Unions have special privileges, accumulated through a century of laws. Unfortunately, these are not good privileges in the eyes of employers, because they give labor unions the right to disrupt the workplace in different ways. You need to be fully informed of these legal immunities, and help employees understand the full consequences of unionization.
Five Rights to Harm
There is a long list of privilege laws for unions dating back to the early twentieth century. Following are five of the most egregious:
- Exemption from prosecution after committing union-related violent acts – In the 1973 case of United States v. Emmons, the U.S. Supreme Court decided that union violence is exempted from the Hobbs Act. The Hobbs Act prohibits anyone from obstructing interstate commerce by extortion or robbery. The consequence has been unpunished acts of violence by union representatives against employees and employers.
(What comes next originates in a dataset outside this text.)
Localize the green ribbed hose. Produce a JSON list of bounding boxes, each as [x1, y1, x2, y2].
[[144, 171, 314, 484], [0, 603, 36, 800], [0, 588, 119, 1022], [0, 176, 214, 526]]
- Ability to force payment of union dues – In states that have not passed Right to Work laws, employees may be forced to pay union dues, even if they decline union membership. Also called an “agency fee,” it equals the employee’s share of union expenses for collective bargaining, grievance procedures and union contract administration. The forceful payment of the agency fee or union dues was granted by the U.S. Supreme Court in the 1988 case of “Communication Workers v. Beck.”
- Legal trespassing on employer property – Unions can ignore court-authorized injunctions against non-violent picketing, strikes and boycotts, and can legally trespass on your business property. This privilege was granted in the Norris-LaGuardia Act of 1932, now codified at 29 U.S.C. Ch. 6, § 101, seq. Non-violent activities can quickly turn violent.
- Right to force employers to bargain – There are numerous rulings made under the National Labor Relations Act (NLRA), Federal Labor Relations Authority (FLRA) and the Railway Labor Act (RLA) that force employers to the bargaining table. The rulings make it difficult for employers to counter union campaigns because they are participating in a bargaining process.
- Forced to pay for a union representative – In the U.S. Supreme Court case of “National Labor Relations Board v. Town & Country Electric, Inc.” it was decided that a person is an employee after hiring, even if the person is also being paid by the union to promote unionization. The employee is protected by the NLRA. You are forced to continue paying a union plant – a person who intentionally took the job to organize the company – unless the person is rightfully and legally terminated.
The legal privileges granted unions are destructive to the workplace. The best way to combat those privileges is to keep your workplace union free.